Ebenso gab es bei beiden Tagungen, wie schon erwähnt, die Möglichkeit sich mit den Vortragenden und den Teilnehmern zu verbinden, anregende Gespräche zu führen oder sich einfach gemeinsam über die derzeitige Situation der Pandemie auszulassen. Mit diesen ganzen Möglichkeiten ist das Einzige, was uns dann noch übrigbleibt, unseren Mut zusammenzufassen und Gespräche zu initiieren. Denn wie Frau Dr. Wiemann es so schön formuliert hat, auch bei Präsenztagungen muss man im Endeffekt mutig sein, um für sich selbst Chancen zu schaffen.

Ein Wort zum Ende

Abschließend möchten wir uns noch einmal bei Frau Dr. Stephanie Osawa, die das Modul Being Academic geleitet hat, dafür bedanken, dass Sie für uns den Kontakt zu Frau Dr. Wiemann hergestellt hat.
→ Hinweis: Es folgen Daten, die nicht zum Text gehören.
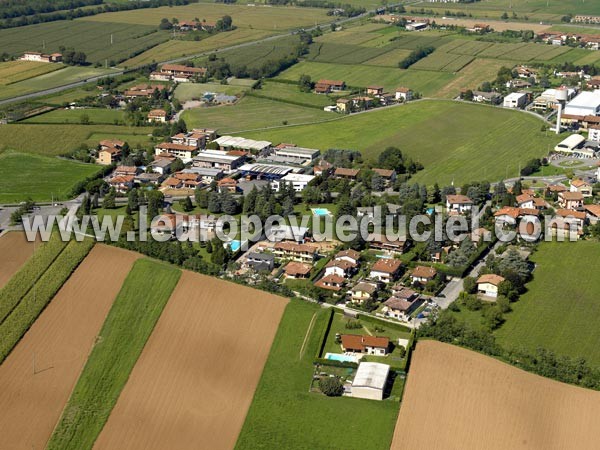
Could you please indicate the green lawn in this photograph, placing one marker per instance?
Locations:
(75, 116)
(454, 141)
(119, 345)
(561, 309)
(252, 114)
(42, 178)
(424, 81)
(285, 415)
(59, 139)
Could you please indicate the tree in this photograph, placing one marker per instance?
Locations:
(331, 386)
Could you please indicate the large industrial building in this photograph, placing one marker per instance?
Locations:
(370, 380)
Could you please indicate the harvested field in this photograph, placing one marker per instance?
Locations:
(459, 399)
(15, 250)
(60, 340)
(195, 379)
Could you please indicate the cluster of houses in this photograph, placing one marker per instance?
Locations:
(178, 73)
(41, 57)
Ebenso gilt unser herzlichster Dank auch Frau Dr. Anna Wiemann, 2. Vorsitzende und Koordinatorin der Jahrestagungen der VSJF, für die Zusage zu unserem Interview und für die Geduld mit unseren manchmal nicht einfachen Fragen. Aus studentischer Sicht hat uns das Gespräch nicht nur Aufklärung bezüglich der Hintergrundvorgänge bei der Organisation einer wissenschaftlichen Konferenz im Allgemeinen und unter den derzeitigen erschwerten Umständen gegeben, sondern auch Hoffnung für die Zukunft. Gerade als Studierende fühlt man sich während der COVID-19 Pandemie oft vergessen und es ist nicht einfach Optimismus bezüglich des Studiums und der Zukunft zu beizubehalten, aber ein Satz, den Frau Wiemann am Ende unseres Gespräches gesagt hat, ist uns noch immer im Gedächtnis:

„Wir sollten nicht darüber nachdenken, was wir nicht machen können, sondern darüber, was wir gerade machen können.“

Wir denken, dass dies eine Aussage ist, die wir uns derzeit immer wieder vor Augen führen sollten. Auch wenn die Pandemie einiges erschwert, so gibt sie uns doch auch Anregungen für neue Möglichkeiten und Chancen, die wir vorher vielleicht nicht wahrgenommen hätten.

In dem Sinne hoffen wir, dass wir auch die verbleibenden (hoffentlich bald wieder in Präsenz stattfindenden) Semester so gut wie möglich überstehen und die Hoffnung nicht verlieren!